私の中の娼婦
劇場公開日:1984年11月3日
解説
妻を失った男と、夫を亡くした女の倦怠的な関係を描く。脚本は「団地妻 ニュータウン禁猟区」の西岡琢也、監督は「のぞき」の武田一成、撮影は「お葬式」の前田米造がそれぞれ担当。
1984年製作/69分/日本
配給:にっかつ
劇場公開日:1984年11月3日
ストーリー
小さな温泉街に風呂敷包みを抱えた黒田という男がやって来た。亡くなった妻の遺言「海に骨を流して下さい」を実行しに来たのだ。妻の郁子は黒田にあき足らず、他に男をつくり、そのマンションで死んだ。黒田の泊った民宿の娘、千加は彼に関心を抱く。黒田は舟が手配されるまでの数日間、その街に滞在することにする。そして、スナックを営む桂子と知り合った。
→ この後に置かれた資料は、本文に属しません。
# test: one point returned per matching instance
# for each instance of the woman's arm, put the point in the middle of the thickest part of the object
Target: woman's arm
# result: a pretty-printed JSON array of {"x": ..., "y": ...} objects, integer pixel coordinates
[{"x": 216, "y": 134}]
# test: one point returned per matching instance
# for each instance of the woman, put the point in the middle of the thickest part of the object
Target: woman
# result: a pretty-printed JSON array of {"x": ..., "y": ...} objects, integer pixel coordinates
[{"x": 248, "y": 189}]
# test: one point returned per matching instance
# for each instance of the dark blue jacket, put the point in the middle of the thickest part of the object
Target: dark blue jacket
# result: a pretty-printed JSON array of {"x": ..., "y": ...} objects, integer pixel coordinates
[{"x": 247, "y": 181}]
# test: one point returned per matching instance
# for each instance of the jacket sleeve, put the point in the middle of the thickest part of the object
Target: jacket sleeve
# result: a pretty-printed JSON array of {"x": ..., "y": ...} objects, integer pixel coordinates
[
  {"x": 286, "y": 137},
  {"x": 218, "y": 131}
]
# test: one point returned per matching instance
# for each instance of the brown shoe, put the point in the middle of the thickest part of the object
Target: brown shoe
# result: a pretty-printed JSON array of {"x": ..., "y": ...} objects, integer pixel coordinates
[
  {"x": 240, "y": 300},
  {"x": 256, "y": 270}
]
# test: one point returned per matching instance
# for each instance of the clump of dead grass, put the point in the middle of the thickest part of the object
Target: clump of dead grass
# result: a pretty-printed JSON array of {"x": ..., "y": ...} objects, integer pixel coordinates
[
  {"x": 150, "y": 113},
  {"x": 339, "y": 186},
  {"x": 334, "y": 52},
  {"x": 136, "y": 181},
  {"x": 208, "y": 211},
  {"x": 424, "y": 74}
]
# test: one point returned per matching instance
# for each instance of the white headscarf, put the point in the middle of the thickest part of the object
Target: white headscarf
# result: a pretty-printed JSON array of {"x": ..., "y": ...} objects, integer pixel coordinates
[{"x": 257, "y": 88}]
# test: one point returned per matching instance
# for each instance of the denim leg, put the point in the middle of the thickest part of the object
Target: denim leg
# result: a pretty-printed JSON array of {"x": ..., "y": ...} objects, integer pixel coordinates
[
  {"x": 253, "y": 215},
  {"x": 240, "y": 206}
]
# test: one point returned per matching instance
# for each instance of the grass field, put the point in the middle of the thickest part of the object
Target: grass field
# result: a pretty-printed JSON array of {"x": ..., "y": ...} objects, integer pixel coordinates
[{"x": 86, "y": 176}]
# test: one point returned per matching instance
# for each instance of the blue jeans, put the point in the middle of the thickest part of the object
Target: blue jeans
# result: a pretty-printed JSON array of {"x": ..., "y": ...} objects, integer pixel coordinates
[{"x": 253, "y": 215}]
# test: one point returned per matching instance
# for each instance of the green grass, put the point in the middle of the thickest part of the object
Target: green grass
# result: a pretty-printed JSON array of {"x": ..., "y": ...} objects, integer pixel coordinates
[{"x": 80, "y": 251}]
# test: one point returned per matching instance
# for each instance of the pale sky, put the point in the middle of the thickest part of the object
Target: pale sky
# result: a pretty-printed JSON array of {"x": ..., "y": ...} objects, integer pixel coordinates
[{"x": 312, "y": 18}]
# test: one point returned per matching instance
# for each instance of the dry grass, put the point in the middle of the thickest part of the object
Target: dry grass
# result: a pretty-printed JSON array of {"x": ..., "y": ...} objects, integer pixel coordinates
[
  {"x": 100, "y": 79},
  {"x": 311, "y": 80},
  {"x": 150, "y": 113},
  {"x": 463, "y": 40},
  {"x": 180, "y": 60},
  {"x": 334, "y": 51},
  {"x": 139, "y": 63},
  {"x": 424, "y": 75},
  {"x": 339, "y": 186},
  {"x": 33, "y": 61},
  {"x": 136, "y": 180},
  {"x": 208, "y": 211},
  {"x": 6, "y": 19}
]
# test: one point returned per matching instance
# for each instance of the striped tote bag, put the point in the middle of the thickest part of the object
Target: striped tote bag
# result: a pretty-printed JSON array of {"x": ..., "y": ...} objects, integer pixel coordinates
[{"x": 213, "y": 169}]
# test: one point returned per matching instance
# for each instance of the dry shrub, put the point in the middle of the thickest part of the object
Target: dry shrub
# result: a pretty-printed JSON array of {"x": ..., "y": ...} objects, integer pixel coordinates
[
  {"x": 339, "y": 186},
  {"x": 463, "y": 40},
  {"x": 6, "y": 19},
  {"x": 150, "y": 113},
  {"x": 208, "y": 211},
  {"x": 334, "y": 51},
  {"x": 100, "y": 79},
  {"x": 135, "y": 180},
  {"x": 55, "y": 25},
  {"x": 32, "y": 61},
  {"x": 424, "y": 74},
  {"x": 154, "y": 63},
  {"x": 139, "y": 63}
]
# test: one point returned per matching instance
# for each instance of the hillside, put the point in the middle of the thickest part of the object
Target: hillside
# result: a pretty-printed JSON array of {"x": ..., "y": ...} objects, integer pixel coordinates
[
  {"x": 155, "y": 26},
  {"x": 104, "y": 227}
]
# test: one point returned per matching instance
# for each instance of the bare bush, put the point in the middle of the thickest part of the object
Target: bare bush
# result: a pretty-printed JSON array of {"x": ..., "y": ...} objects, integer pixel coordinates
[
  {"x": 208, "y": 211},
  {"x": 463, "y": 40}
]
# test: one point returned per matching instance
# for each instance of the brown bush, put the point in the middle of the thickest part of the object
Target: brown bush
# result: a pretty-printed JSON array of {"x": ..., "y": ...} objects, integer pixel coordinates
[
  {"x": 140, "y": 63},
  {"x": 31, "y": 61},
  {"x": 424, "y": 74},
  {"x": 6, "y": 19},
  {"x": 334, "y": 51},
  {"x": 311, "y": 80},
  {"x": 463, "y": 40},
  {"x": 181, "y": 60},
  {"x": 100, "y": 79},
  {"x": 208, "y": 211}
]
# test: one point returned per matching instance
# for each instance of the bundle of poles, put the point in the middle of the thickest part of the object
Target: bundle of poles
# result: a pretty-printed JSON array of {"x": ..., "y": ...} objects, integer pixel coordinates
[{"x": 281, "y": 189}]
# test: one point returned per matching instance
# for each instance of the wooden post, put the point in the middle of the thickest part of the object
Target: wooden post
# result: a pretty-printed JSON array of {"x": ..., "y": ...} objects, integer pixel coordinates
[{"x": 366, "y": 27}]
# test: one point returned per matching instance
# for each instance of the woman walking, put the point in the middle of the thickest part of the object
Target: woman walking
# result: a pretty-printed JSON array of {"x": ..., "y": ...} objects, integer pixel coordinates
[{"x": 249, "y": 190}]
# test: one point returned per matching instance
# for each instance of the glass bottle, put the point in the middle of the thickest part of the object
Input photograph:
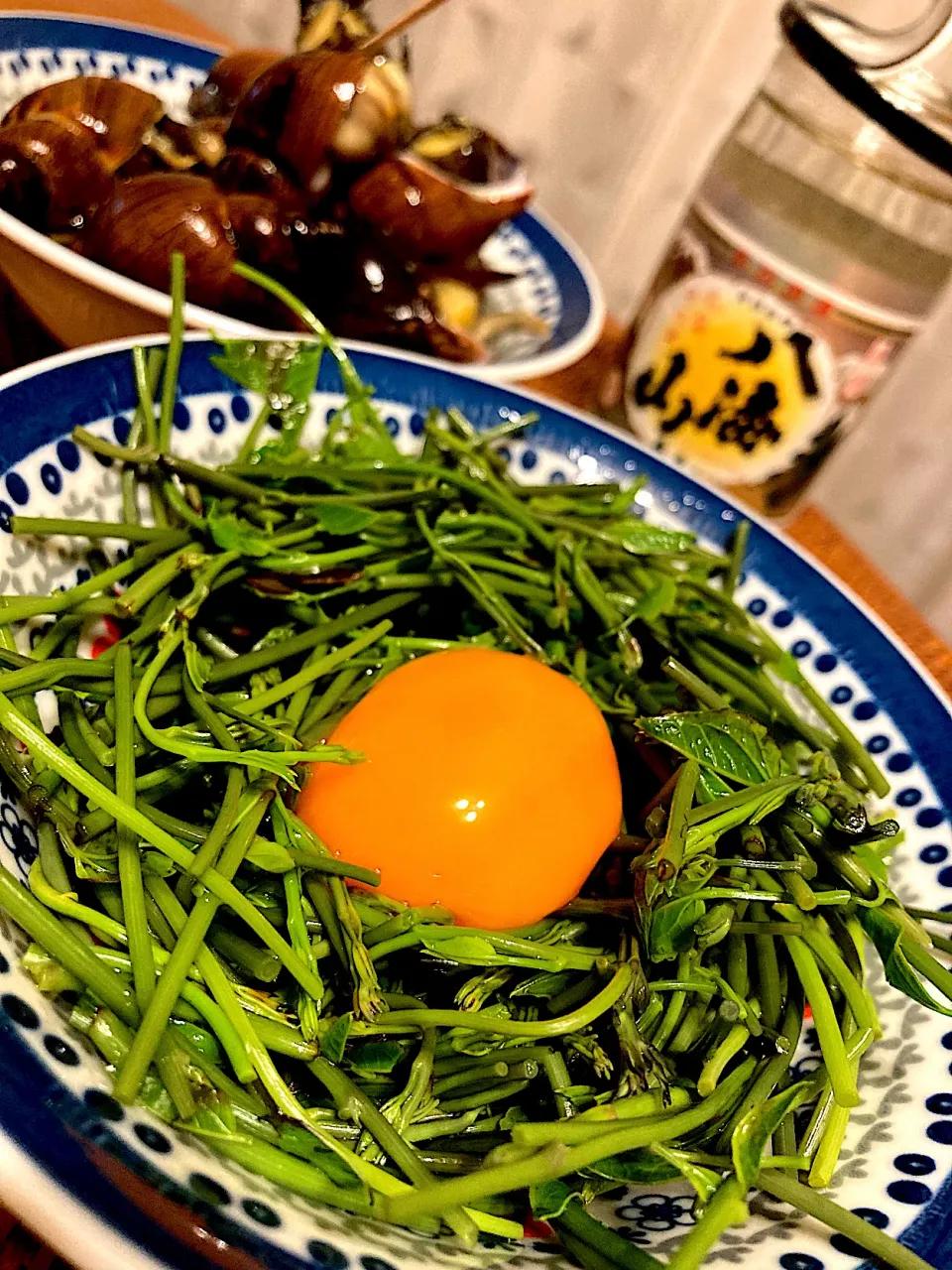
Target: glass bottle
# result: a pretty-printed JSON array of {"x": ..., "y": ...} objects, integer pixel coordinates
[{"x": 812, "y": 252}]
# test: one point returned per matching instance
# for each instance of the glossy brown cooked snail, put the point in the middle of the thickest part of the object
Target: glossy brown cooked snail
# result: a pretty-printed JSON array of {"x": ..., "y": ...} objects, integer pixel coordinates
[
  {"x": 227, "y": 81},
  {"x": 117, "y": 116},
  {"x": 303, "y": 166},
  {"x": 51, "y": 175},
  {"x": 149, "y": 217},
  {"x": 444, "y": 193}
]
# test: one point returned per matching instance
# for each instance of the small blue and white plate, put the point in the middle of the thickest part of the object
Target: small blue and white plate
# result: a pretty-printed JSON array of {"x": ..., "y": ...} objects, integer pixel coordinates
[
  {"x": 82, "y": 303},
  {"x": 113, "y": 1189}
]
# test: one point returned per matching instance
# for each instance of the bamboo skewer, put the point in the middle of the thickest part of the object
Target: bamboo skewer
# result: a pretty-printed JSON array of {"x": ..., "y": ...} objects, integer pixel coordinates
[{"x": 376, "y": 44}]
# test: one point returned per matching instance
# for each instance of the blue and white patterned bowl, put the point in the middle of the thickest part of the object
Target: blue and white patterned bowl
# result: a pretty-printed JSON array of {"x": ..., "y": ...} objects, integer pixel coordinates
[
  {"x": 82, "y": 303},
  {"x": 113, "y": 1191}
]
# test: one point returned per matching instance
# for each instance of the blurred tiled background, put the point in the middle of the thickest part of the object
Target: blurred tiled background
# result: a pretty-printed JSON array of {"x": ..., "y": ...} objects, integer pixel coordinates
[{"x": 617, "y": 105}]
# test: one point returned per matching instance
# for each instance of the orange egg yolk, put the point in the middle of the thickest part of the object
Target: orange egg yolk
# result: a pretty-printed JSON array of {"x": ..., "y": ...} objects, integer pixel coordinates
[{"x": 489, "y": 785}]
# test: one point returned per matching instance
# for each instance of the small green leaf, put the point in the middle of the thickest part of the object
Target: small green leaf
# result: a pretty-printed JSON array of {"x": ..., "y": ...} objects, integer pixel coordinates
[
  {"x": 457, "y": 948},
  {"x": 722, "y": 740},
  {"x": 547, "y": 984},
  {"x": 635, "y": 1166},
  {"x": 234, "y": 535},
  {"x": 671, "y": 928},
  {"x": 887, "y": 935},
  {"x": 270, "y": 856},
  {"x": 335, "y": 1039},
  {"x": 703, "y": 1180},
  {"x": 711, "y": 786},
  {"x": 340, "y": 518},
  {"x": 757, "y": 1127},
  {"x": 376, "y": 1057},
  {"x": 549, "y": 1199},
  {"x": 642, "y": 538},
  {"x": 284, "y": 372}
]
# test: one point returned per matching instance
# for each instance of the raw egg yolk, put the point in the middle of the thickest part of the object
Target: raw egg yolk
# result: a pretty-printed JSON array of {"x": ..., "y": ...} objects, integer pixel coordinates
[{"x": 490, "y": 786}]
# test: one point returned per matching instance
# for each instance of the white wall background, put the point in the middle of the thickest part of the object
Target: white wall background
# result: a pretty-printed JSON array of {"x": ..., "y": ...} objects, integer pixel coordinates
[{"x": 617, "y": 107}]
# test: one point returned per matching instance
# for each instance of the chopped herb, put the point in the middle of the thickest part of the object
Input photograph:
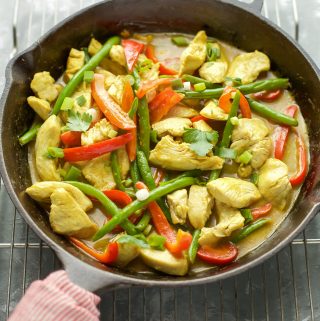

東京にいた桂子も夫を失っており、そのことを忘れるために、この町に流れて来た。桂子は男を家に引き込んでは欲望を満たしている。似た境遇の二人が関係を結ぶまでには時間がかからなかった。ある夜、千加が若者たちに犯されているとき、黒田が通りかかる。千加は表面ではツッパリながらも、内面は寂しがりやで、黒田に父に似た感情を抱く。千加は黒田の留守に風呂敷包みを開き、彼がこの町に来た訳を知り、また、今、黒田と桂子が関係していることも分った。千加は桂子に郁子の遺言を見せ、「あんたは亡くなった奥さんの代りよ」と言った。桂子は、黒田の前で郁子の遺言を読んだ。自由奔放に、女の持つ娼婦性のおもむくままに男を迎え入れる桂子の淫乱さに、黒田は郁子の面影を見た。黒田は桂子の首をつかむと絞めつけた。舟が見つかり、黒田は郁子の骨と桂子の屍を乗せ、仲に流した。黒田は舟に火を放つ。赤赤と燃える舟は沖へ沖へと流れ、小さくなっていく。浜では黒田と千加が船を見つめていた。